Актер, поднявший трубку, немного послушал, обернулся к Грейс и объявил:

– Это вас.

Раздались разочарованные вздохи. Каждый жилец надеялся на удачу. Телефон мог стать дорогой к будущему.

Я купил путеводитель по Лос-Анджелесу и, поскольку «Коламбиа пикчерз» оказалась всего ближе к пансиону Грейс, решил начать оттуда. Студия располагалась к Гауэр-стрит недалеко от бульвара Сансет. И ворот там не было. Я подошел к дверям. За письменным столом сидел пожилой охранник, он что-то читал. Услышав шаги, он поднял глаза:

– Я могу чем-то помочь?

– Да, – уверенно кивнул я. – Меня зовут Сидни Шелдон. Я хочу быть сценаристом.

Охранник задумчиво помолчал.

– Вам назначено?

– Нет, но…

– В таком случае не могу вас пропустить.

– Но должен же быть кто-то, к кому я…

– Только если вам назначено, – твердо заключил он и снова принялся за чтение.

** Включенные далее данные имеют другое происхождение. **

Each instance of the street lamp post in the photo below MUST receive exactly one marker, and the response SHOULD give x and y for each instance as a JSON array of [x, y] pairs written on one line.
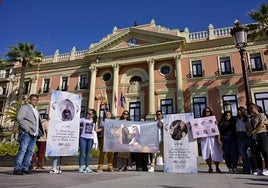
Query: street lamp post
[[239, 34]]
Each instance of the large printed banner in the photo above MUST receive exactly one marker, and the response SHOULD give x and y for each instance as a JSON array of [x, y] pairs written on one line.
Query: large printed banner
[[130, 136], [204, 127], [63, 127], [179, 144]]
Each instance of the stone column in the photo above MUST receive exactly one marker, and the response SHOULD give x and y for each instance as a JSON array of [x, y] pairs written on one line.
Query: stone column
[[114, 106], [151, 63], [180, 100], [93, 70]]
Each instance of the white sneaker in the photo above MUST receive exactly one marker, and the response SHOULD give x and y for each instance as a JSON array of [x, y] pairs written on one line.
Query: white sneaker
[[265, 172], [257, 173], [55, 171], [151, 169]]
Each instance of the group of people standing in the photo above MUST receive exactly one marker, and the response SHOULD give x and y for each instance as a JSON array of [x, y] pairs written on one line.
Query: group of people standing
[[238, 135], [244, 136], [33, 131]]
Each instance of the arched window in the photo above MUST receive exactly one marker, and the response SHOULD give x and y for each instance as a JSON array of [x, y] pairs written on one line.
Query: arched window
[[135, 79]]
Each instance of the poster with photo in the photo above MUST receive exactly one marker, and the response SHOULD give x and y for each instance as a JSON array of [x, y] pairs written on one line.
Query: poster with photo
[[130, 136], [204, 127], [179, 145], [63, 126]]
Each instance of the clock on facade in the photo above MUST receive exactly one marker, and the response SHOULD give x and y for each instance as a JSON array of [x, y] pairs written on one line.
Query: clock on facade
[[132, 42]]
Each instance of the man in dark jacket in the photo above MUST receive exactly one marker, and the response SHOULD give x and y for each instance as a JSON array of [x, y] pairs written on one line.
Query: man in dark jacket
[[30, 128]]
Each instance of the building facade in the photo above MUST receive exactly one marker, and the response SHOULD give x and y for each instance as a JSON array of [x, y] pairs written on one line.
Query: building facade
[[150, 67]]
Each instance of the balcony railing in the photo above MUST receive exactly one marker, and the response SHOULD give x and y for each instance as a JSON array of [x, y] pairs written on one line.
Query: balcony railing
[[196, 75]]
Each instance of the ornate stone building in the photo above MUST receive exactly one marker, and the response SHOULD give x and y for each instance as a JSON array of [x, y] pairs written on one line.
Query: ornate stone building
[[151, 67]]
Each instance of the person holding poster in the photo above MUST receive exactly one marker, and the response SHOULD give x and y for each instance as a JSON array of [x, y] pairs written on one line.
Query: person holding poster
[[86, 140], [122, 160], [159, 117], [100, 130], [211, 146], [30, 129], [229, 141]]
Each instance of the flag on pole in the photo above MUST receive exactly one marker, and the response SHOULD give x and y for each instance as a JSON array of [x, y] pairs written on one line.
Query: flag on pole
[[106, 101], [122, 100], [115, 99]]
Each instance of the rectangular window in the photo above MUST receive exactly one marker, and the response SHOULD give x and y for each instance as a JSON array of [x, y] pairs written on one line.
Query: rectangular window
[[83, 112], [46, 85], [166, 106], [83, 81], [262, 101], [199, 103], [230, 104], [26, 87], [256, 62], [197, 69], [64, 84], [135, 111], [225, 66]]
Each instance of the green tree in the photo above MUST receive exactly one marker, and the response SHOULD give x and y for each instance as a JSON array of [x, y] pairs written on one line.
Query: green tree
[[261, 17], [26, 54]]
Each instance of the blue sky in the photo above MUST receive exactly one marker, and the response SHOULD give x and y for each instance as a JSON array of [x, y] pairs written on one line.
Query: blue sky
[[62, 24]]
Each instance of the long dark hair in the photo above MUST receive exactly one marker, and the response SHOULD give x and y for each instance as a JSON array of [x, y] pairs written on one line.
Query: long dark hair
[[204, 111], [244, 115], [122, 115]]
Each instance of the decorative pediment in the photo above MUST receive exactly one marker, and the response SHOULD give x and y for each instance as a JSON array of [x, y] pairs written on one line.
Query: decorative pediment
[[134, 38]]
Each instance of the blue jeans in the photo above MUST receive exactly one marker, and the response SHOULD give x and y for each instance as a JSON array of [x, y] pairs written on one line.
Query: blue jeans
[[85, 145], [26, 150], [230, 151], [243, 144]]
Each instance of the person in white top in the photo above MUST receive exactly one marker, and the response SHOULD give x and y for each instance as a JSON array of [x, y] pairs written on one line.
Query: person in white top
[[86, 140], [159, 117], [211, 147]]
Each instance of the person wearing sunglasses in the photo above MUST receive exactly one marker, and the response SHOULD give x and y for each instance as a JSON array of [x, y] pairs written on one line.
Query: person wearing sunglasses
[[159, 118], [211, 147], [122, 160], [86, 140]]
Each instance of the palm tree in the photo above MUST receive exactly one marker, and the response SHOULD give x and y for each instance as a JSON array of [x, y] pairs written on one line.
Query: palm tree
[[27, 55], [261, 17]]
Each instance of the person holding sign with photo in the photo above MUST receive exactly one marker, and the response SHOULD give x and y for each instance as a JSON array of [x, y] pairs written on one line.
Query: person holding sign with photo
[[100, 130], [211, 146], [86, 140], [159, 117], [229, 141]]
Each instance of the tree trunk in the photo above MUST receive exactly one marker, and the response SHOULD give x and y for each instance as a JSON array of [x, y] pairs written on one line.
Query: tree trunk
[[22, 78]]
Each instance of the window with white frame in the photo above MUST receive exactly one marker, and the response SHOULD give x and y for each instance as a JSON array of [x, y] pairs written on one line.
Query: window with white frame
[[64, 84], [225, 65], [46, 85], [197, 70], [230, 104], [199, 104], [262, 101], [166, 106], [83, 81], [135, 111], [256, 62]]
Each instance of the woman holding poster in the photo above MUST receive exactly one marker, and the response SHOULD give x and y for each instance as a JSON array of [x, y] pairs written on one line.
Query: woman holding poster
[[86, 140], [211, 146]]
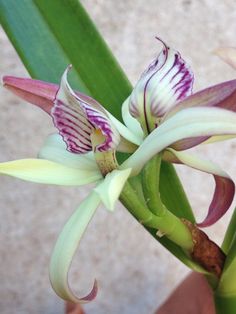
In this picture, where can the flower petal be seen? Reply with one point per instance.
(224, 185)
(192, 122)
(77, 119)
(65, 249)
(54, 149)
(48, 172)
(222, 95)
(167, 80)
(109, 190)
(39, 93)
(227, 54)
(130, 121)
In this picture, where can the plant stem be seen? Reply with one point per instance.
(225, 305)
(170, 225)
(230, 233)
(150, 184)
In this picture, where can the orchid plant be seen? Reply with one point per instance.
(162, 119)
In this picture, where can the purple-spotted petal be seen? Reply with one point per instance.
(224, 185)
(167, 81)
(77, 120)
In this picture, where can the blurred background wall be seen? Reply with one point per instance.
(135, 273)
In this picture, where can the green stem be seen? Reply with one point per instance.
(170, 225)
(225, 305)
(227, 284)
(230, 234)
(150, 183)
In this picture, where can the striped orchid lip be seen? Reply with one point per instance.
(78, 120)
(167, 81)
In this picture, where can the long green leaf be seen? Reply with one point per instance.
(49, 35)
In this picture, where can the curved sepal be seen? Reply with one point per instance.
(224, 185)
(192, 122)
(66, 247)
(48, 172)
(77, 120)
(167, 81)
(54, 149)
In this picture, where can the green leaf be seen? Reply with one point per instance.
(49, 35)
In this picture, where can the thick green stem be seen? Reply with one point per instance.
(150, 183)
(170, 225)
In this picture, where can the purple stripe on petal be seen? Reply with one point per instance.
(166, 81)
(222, 199)
(77, 119)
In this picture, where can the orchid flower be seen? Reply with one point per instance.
(163, 106)
(86, 155)
(160, 115)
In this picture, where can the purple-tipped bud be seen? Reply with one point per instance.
(167, 81)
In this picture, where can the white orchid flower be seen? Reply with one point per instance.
(162, 108)
(160, 115)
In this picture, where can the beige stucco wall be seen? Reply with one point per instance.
(135, 273)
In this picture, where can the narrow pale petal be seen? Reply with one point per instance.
(36, 92)
(48, 172)
(77, 120)
(54, 149)
(222, 95)
(227, 54)
(131, 122)
(224, 185)
(192, 122)
(109, 190)
(167, 81)
(66, 246)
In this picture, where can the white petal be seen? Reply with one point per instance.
(48, 172)
(109, 190)
(224, 185)
(66, 247)
(127, 132)
(192, 122)
(167, 81)
(131, 122)
(227, 54)
(78, 118)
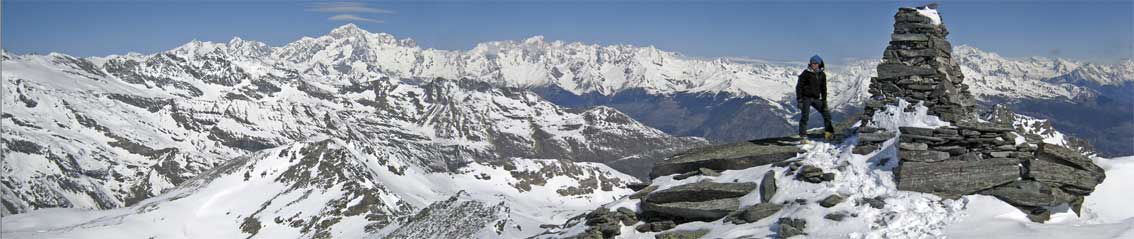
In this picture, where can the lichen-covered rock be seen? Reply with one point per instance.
(787, 228)
(699, 191)
(754, 213)
(831, 201)
(729, 156)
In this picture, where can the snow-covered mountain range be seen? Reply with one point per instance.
(356, 134)
(111, 131)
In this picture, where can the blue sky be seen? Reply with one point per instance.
(1093, 31)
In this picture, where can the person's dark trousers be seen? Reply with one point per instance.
(805, 104)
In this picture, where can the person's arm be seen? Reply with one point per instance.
(822, 87)
(798, 88)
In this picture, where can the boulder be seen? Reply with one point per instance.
(878, 203)
(755, 213)
(643, 191)
(699, 191)
(813, 175)
(863, 150)
(954, 178)
(659, 225)
(788, 228)
(1044, 171)
(1063, 155)
(831, 201)
(913, 146)
(683, 235)
(691, 211)
(729, 156)
(1029, 193)
(836, 216)
(923, 155)
(876, 137)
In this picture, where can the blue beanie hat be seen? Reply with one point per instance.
(815, 59)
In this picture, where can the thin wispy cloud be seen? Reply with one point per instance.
(346, 8)
(349, 17)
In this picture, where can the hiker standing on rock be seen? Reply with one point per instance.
(811, 92)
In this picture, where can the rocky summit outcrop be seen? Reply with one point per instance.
(704, 201)
(919, 66)
(972, 155)
(729, 156)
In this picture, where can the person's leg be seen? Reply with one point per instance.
(805, 112)
(821, 105)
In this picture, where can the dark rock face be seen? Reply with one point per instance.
(729, 156)
(683, 235)
(768, 187)
(790, 227)
(956, 178)
(699, 191)
(692, 211)
(813, 175)
(704, 201)
(754, 213)
(831, 201)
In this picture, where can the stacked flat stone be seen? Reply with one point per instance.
(917, 66)
(970, 156)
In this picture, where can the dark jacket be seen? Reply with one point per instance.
(811, 84)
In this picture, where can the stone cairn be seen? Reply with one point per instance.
(971, 156)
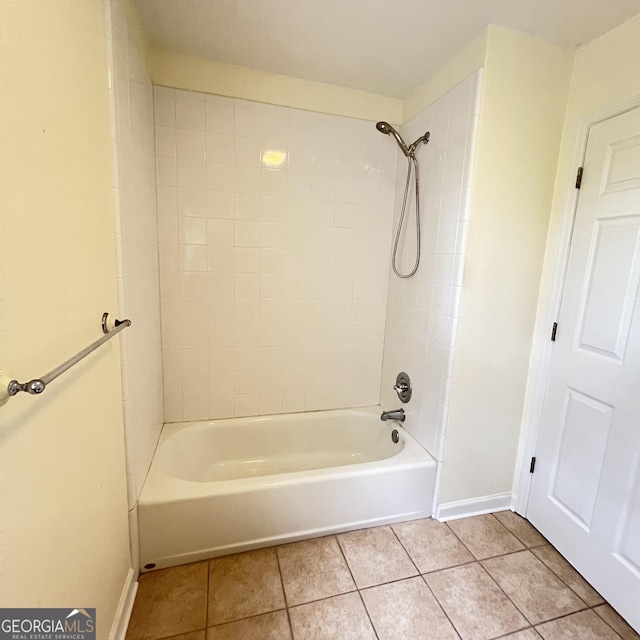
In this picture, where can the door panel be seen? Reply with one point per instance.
(585, 493)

Очевидно, студиям ворота ни к чему.

Следующие две недели я методично обходил другие студии. В отличие от Нью-Йорка Лос-Анджелес не рай для пешеходов. Но по улицам ходили трамваи с автобусами, и я скоро освоил все маршруты и расписания.

И хотя студийные здания были совершенно разными, охранники ничем не отличались один от другого. Мне даже стало казаться, что всюду сидит один и тот же человек.

Я хочу быть сценаристом.

Вам назначено?

Нет, но…

В таком случае не могу вас пропустить.


Казалось, что Голливуд – это ресторан, а я – умирающий от голода, стоящий у его окна, потому что двери закрыты.

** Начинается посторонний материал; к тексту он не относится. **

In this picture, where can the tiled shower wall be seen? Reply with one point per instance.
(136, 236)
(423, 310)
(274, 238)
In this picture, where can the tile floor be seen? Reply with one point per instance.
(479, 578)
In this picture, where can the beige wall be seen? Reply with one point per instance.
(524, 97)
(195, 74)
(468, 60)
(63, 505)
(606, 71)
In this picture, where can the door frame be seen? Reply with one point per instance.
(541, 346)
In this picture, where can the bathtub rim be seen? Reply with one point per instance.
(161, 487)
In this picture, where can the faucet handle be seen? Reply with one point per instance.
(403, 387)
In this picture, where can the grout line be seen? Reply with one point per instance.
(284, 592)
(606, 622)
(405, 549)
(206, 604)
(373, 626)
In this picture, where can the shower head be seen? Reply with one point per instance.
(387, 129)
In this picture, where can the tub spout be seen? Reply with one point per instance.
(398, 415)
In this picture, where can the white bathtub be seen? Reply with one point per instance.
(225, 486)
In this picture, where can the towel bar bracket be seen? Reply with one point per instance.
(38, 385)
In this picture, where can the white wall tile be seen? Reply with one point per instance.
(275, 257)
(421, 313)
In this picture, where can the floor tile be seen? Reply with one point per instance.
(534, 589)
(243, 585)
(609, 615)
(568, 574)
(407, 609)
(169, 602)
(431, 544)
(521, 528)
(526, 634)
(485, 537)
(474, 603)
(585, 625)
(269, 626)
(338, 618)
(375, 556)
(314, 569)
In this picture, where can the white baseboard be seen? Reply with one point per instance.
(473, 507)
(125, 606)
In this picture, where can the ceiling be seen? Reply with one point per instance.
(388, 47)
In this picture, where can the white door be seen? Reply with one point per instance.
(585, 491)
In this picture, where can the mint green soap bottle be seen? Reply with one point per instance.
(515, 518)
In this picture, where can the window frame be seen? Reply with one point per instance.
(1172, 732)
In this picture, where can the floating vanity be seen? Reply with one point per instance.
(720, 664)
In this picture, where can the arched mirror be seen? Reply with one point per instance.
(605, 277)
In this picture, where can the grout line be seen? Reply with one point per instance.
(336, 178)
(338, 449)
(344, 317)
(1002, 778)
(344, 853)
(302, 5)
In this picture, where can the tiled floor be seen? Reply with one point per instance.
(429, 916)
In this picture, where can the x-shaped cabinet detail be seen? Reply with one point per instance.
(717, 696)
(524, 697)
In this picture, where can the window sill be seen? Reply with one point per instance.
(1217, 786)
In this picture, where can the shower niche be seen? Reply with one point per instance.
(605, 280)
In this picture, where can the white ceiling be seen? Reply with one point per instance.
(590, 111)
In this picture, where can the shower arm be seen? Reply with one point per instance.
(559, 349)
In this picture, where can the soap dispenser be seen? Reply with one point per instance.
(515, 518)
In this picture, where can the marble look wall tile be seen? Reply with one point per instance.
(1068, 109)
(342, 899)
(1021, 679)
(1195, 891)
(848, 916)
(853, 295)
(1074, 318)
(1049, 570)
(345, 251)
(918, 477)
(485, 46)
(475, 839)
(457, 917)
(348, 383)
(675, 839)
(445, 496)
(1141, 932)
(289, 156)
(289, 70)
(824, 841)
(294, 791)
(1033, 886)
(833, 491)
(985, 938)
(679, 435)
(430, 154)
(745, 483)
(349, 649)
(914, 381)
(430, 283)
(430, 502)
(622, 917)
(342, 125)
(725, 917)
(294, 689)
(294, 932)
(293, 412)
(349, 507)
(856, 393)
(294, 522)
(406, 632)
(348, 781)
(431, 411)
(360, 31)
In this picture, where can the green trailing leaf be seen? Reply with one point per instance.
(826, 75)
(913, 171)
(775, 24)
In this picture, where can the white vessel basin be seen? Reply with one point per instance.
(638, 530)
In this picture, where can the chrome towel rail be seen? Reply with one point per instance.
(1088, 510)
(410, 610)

Небольшой запас денег подходил к концу, но, что еще хуже, времени тоже почти не оставалось.

Я либо путешествовал от студии к студии, либо сидел у себя в комнате, печатая истории на старой, заслуженной портативной машинке.

Однажды утром Грейси пришлось сделать не слишком приятное объявление:

– Мне очень жаль, но больше никаких завтраков.

Никто не спросил почему. Многие жильцы задерживали плату, и Грейси просто не на что было их кормить.

На следующий день я проснулся голодным и вконец обнищавшим. Попытался поработать над очередным сценарием, но не смог сосредоточиться: слишком хотелось есть. Наконец пришлось сдаться. Я пошел на кухню, где Грейси чистила плиту.

– Что вам, Сидни? – спросила она, оборачиваясь.

– Грейси… – прошептал я, заикаясь. – Я знаю правило насчет… насчет завтрака, но… понимаете, нельзя ли мне чего-нибудь перекусить? Я уверен, что через несколько дней…

Грейси нахмурилась и резко бросила:

– Почему бы вам не вернуться к себе?

Я был уничтожен. Побрел в свою комнату и уселся за машинку, раздавленный и униженный. Как я мог поставить в такое ужасное положение нас обоих?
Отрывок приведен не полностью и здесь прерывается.